A recent article in industry tome Campaign featured Dave Reed, G&T’s Strategy & Planning Director, commenting on the Publicis’ recent poor results and the market’s reaction. Here’s a few of the highlights, for the full article be sure to check out Campaign…
“When Publicis Groupe reported last week that third-quarter revenue had fallen 2.7%, the news sent jitters across the market. Not only did Publicis’ share price take a nosedive, falling 13% the following morning, but it also sent WPP’s share price down 4%.”
Campaign asked various industry experts for their take on the results. Here’s what Dave had to say:
There are indications that the problems at Publicis and other big holding agencies are indicative of a wider economic uncertainty.
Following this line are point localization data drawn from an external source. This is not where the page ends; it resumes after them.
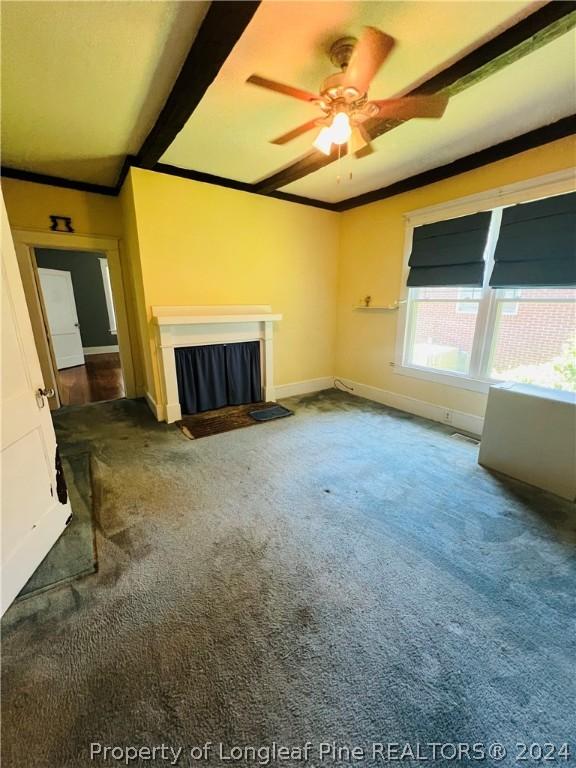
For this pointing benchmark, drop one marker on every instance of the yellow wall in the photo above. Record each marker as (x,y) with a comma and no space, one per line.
(371,263)
(185,242)
(203,244)
(30,205)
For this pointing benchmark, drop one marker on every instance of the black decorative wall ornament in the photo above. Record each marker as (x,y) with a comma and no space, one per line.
(61,224)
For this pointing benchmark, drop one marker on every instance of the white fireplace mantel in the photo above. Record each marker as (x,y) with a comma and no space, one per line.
(195,326)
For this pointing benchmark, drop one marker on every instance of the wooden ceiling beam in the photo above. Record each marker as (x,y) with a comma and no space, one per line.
(219,32)
(541,27)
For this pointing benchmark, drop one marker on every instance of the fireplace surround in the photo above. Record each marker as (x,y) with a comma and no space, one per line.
(190,326)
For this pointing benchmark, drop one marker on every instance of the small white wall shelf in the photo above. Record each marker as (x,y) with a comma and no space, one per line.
(377,307)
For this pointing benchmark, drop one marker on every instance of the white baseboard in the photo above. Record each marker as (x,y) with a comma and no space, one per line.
(303,387)
(156,409)
(100,350)
(457,419)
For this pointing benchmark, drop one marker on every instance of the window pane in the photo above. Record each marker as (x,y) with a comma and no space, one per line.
(441,336)
(536,343)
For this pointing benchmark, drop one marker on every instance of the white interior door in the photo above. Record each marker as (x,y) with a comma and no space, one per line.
(58,294)
(32,518)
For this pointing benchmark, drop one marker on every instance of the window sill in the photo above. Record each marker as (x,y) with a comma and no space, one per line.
(448,379)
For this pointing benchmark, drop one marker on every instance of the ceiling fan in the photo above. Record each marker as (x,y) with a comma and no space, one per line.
(343,96)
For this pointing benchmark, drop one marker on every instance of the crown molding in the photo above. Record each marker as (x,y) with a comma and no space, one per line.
(531,140)
(56,181)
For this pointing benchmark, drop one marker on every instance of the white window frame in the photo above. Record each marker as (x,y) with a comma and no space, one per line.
(495,201)
(108,294)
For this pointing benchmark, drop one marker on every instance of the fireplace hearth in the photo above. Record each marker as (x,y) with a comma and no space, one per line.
(230,327)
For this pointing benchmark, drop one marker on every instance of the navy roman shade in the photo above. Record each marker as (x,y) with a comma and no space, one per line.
(537,244)
(449,252)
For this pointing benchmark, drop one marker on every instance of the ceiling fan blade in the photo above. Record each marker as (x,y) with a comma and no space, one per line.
(370,52)
(359,144)
(412,106)
(287,90)
(295,132)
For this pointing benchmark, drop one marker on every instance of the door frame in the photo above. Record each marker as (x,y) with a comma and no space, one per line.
(25,242)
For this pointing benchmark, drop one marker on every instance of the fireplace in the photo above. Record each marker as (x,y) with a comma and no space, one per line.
(179,328)
(216,375)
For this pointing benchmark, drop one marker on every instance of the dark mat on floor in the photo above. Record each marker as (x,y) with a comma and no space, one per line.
(74,554)
(226,419)
(269,414)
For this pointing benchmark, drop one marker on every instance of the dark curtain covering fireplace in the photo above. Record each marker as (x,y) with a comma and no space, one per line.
(217,375)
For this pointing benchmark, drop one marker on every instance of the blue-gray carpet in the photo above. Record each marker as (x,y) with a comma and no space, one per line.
(74,554)
(348,574)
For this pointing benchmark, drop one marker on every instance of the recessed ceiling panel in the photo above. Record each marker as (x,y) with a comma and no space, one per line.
(229,133)
(83,82)
(534,91)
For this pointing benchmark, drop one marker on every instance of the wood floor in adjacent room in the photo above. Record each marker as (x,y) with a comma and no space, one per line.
(99,379)
(347,574)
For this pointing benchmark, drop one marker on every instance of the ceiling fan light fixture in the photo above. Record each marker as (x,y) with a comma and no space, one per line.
(323,141)
(340,129)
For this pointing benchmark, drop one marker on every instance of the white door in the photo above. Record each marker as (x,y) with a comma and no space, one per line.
(31,516)
(60,304)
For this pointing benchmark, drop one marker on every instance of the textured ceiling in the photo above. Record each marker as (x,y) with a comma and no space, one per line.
(534,91)
(228,134)
(83,82)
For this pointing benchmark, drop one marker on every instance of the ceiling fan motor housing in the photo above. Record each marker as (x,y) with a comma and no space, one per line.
(335,96)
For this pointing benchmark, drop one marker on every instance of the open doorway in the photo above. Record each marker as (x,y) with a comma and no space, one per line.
(79,316)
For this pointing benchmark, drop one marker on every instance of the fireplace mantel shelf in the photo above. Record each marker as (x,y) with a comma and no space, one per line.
(191,326)
(210,319)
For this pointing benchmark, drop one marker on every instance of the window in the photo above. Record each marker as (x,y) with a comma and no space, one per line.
(108,294)
(480,334)
(536,344)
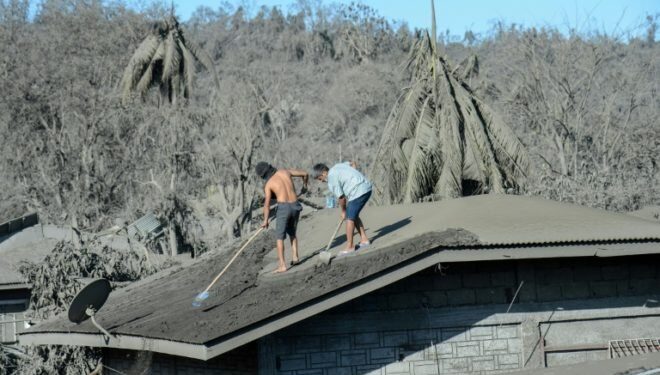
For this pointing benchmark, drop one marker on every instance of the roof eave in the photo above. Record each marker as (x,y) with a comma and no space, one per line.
(418,263)
(118,341)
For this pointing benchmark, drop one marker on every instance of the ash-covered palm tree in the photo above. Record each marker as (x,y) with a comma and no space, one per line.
(165,58)
(440,140)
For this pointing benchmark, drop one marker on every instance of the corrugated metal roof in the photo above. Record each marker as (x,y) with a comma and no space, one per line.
(629,347)
(148,226)
(407,238)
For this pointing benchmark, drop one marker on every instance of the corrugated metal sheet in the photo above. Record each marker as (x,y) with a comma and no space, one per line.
(520,226)
(18,224)
(148,226)
(629,347)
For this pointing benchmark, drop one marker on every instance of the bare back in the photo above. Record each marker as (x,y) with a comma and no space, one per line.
(281,184)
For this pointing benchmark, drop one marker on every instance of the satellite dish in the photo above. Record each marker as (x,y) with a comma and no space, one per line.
(88,302)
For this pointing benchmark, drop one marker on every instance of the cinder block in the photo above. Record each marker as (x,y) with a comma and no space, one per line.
(336,342)
(481,333)
(508,331)
(624,288)
(338,371)
(491,295)
(405,301)
(309,372)
(476,280)
(284,345)
(645,286)
(456,365)
(308,344)
(443,350)
(419,283)
(382,355)
(436,298)
(447,282)
(548,292)
(515,346)
(398,368)
(588,273)
(506,278)
(395,338)
(575,290)
(461,297)
(618,272)
(485,363)
(370,370)
(527,293)
(292,362)
(323,359)
(369,339)
(469,349)
(371,302)
(643,271)
(508,359)
(602,289)
(553,276)
(425,368)
(411,353)
(353,358)
(423,336)
(453,334)
(496,346)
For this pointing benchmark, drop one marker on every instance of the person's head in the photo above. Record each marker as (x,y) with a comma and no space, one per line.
(320,172)
(264,170)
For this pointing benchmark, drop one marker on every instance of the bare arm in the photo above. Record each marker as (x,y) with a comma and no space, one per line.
(302,174)
(267,193)
(342,204)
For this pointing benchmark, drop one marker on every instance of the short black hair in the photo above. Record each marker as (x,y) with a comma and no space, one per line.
(264,170)
(318,170)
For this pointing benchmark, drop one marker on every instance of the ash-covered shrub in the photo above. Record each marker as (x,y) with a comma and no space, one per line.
(55,282)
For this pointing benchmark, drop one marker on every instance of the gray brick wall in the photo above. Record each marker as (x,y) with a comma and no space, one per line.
(402,345)
(241,361)
(476,350)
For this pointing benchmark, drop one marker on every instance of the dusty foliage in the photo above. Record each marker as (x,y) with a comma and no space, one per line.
(7,362)
(54,284)
(166,58)
(441,140)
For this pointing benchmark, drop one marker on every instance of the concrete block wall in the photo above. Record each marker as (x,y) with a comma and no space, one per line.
(476,350)
(410,327)
(241,361)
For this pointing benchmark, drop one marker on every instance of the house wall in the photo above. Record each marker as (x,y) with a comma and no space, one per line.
(13,304)
(241,361)
(453,319)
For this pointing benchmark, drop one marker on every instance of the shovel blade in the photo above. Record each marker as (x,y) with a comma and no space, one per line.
(325,256)
(201,297)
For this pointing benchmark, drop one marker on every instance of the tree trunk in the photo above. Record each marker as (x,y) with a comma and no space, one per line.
(174,246)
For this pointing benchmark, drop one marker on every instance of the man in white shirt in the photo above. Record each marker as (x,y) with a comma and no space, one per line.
(352,190)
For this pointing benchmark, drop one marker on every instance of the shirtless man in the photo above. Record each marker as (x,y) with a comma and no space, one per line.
(279,183)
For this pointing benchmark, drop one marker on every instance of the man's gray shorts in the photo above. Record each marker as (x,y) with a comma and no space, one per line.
(287,219)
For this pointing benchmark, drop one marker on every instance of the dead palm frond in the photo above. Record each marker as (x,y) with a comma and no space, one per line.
(165,58)
(439,136)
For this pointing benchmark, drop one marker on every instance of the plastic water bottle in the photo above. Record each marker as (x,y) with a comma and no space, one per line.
(330,201)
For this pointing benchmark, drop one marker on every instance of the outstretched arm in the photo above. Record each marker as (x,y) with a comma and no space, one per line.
(302,174)
(267,193)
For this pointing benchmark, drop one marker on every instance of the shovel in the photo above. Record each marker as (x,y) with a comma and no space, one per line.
(325,255)
(201,297)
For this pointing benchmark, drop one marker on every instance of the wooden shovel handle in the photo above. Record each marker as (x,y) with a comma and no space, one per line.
(334,234)
(233,258)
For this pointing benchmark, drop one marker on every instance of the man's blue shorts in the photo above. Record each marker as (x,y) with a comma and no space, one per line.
(354,207)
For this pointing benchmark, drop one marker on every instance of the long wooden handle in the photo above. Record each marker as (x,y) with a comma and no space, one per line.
(233,258)
(334,234)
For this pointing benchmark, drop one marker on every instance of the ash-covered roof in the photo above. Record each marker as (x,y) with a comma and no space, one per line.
(26,245)
(249,302)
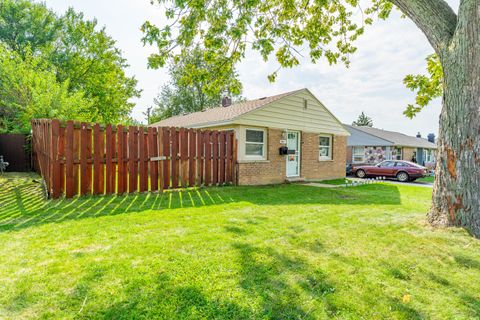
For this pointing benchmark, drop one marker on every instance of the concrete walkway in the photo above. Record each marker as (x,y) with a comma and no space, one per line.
(321,185)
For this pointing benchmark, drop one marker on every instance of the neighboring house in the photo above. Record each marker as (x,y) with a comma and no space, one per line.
(297,120)
(372,145)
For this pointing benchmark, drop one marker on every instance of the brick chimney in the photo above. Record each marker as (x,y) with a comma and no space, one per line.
(226,101)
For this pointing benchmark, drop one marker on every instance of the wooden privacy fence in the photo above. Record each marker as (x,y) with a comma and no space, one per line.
(79,158)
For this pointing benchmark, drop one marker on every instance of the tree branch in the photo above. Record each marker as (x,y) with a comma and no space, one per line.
(435,18)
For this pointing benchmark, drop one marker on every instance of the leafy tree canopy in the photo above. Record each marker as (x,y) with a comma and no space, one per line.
(79,54)
(427,87)
(285,29)
(190,90)
(29,91)
(363,121)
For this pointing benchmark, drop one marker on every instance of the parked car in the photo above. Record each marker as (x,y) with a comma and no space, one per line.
(349,169)
(399,169)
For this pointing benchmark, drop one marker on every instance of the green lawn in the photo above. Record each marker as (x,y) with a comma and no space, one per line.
(274,252)
(336,182)
(427,179)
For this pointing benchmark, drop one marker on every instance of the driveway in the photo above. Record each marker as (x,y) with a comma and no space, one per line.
(413,183)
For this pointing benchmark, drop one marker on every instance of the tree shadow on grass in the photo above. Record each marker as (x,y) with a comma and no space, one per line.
(161,298)
(266,275)
(22,204)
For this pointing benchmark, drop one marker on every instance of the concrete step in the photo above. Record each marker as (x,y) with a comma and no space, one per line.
(295,180)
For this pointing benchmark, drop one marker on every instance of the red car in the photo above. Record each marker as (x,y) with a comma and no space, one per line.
(402,170)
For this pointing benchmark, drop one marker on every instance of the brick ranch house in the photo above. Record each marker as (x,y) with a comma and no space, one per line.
(297,121)
(367,145)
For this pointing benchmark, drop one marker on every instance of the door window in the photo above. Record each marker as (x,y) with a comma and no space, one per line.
(325,147)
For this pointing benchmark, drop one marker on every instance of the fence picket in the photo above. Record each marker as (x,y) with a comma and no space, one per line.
(120,160)
(152,152)
(215,157)
(191,157)
(223,135)
(132,160)
(142,142)
(229,150)
(166,153)
(69,190)
(208,158)
(108,159)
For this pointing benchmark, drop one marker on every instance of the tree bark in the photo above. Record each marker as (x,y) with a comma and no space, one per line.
(456,193)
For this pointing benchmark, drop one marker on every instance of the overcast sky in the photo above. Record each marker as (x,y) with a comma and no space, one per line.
(386,53)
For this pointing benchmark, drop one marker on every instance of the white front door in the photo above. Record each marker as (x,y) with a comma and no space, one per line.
(293,160)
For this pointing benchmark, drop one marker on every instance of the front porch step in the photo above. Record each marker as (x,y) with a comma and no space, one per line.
(295,180)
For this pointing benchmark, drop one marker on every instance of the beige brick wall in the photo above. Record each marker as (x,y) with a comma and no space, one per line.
(407,153)
(312,168)
(270,171)
(273,170)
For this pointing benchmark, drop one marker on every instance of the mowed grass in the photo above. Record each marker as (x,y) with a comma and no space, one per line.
(430,179)
(273,252)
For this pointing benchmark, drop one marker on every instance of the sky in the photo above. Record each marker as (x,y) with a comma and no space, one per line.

Yet you only need to look to film and TV production, widely cited as a saving grace of the UK economy in the last quarter, to see that there are also some fundamental issues with the large agency business model.
Dave then went on to expain what he believe is the difference between the TV & film space and traditional agencies:
Where TV and film has adapted to the new opportunities of a changed world, in which online streaming is taking over terrestrial TV, large agencies are struggling to adjust to the reality that no matter your size it’s the quality of creative, how it’s delivered and speed of response that determine reach. Brands want fast, agile, intelligent solutions – something that is near impossible to deliver through large, slow-moving holding companies.
Dave’s thoughts were featured alongside some industry heavyweights, notably Sir Martin Sorrell, so he was certainly in good company.